I’ve been greatly enjoying Wright’s The New Testament and the People of God. I’m halfway through and finding it helpful and thought-provoking, even when I don’t agree with him. In connection with a series of sermons on the Lord’s Prayer, I’ve also started rereading Wright’s delightful The Lord and His Prayer, which I highly recommend.

In honour of Wright’s birthday, here are two quotations from the chapter on “Our Father in heaven, hallowed be your name.” Wright points out that calling God “our Father” has everything to do with the salvation of God’s people as well as with the vocation of God’s people. As God’s Son, Jesus had a particular vocation.
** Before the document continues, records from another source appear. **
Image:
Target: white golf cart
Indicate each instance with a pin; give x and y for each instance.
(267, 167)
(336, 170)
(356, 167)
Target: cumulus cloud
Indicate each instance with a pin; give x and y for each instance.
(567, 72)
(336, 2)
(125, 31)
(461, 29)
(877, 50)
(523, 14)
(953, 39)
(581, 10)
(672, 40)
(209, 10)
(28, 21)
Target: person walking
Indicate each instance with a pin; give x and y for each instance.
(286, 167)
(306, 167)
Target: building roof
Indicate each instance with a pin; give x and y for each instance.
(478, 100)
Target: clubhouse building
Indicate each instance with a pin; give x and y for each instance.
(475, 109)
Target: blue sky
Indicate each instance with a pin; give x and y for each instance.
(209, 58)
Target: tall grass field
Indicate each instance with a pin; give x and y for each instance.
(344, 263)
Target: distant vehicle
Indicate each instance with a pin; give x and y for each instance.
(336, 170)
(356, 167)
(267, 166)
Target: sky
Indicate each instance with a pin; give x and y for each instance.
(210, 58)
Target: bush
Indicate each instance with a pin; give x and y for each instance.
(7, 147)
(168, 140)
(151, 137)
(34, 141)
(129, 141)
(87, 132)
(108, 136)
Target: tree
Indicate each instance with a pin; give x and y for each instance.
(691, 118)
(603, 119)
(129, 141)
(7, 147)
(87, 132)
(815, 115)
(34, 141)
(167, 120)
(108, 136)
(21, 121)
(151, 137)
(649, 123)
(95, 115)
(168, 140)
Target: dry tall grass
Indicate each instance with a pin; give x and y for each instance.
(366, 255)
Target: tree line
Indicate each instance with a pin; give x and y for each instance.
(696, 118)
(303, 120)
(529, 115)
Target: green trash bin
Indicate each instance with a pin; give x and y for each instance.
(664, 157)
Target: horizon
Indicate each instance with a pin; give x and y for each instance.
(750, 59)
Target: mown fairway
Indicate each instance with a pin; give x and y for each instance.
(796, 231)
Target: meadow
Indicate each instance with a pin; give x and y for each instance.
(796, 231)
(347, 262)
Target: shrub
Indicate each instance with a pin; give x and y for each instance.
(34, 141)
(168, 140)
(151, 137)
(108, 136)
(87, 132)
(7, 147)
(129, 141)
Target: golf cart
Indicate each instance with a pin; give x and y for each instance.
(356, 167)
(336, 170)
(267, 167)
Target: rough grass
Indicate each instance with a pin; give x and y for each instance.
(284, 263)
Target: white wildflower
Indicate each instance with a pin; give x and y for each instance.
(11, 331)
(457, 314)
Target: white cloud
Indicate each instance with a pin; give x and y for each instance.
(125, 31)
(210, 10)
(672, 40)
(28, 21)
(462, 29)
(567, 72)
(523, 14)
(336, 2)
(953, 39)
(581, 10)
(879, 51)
And as the Father sent Him, He has sent us so that we share in His vocation. When we say, “Our Father,” we’re committing ourselves to that vocation:

When we call God “Father,” we are called to step out, as apprentice children, into a world of pain and darkness. We will find that darkness all around us; it will terrify us, precisely because it will remind us of the darkness inside our own selves. The temptation then is to switch off the news, to shut out the pain of the world, to create a painless world for ourselves. A good deal of our contemporary culture is designed to do exactly that. No wonder people find it hard to pray. But if, as the people of the living creator God, we respond to the call to be his sons and daughters; if we take the risk of calling him Father; then we are called to be the people through whom the pain of the world is held in the healing light of the love of God. And we then discover that we want to pray, and need to pray, this prayer. Father; Our Father; Our Father in heaven; Our Father in heaven, may your name be honoured. That is, may you be worshipped by your whole creation; may the whole cosmos resound with your praise; may the whole world be freed from injustice, disfigurement, sin, and death, and may your name be hallowed. And as we stand in the presence of the living God, with the darkness and pain of the world on our hearts, praying that he will fulfill his ancient promises, and implement the victory of Calvary and Easter for the whole cosmos — then we may discover that our own pain, our own darkness, is somehow being dealt with as well (pp. 21-22).

And

In John’s gospel, one of his [Jesus’] regular ways of talking about God was “the Father who sent me.” He wanted people to discover who the Father really was by seeing what he, Jesus, was doing. When we call God “Father,” we are making the same astonishing, crazy, utterly risky claim. The mission of the church is contained in that word; the failure of the church is highlighted by that word. But the failure, too, is taken care of in the prayer, and in the cross. Our task is to grow up into the Our Father, to dare to impersonate our older brother, seeking daily bread and daily forgiveness as we do so: to wear his clothes, to walk in his shoes, to feast at his table, to weep with him in the garden, to share his suffering, and to know his victory. As our Saviour Jesus Christ has commanded and taught us, by his life and death, even more than by his words, we are bold, very bold — even crazy, some might think — to say “Our Father” (pp. 22-23).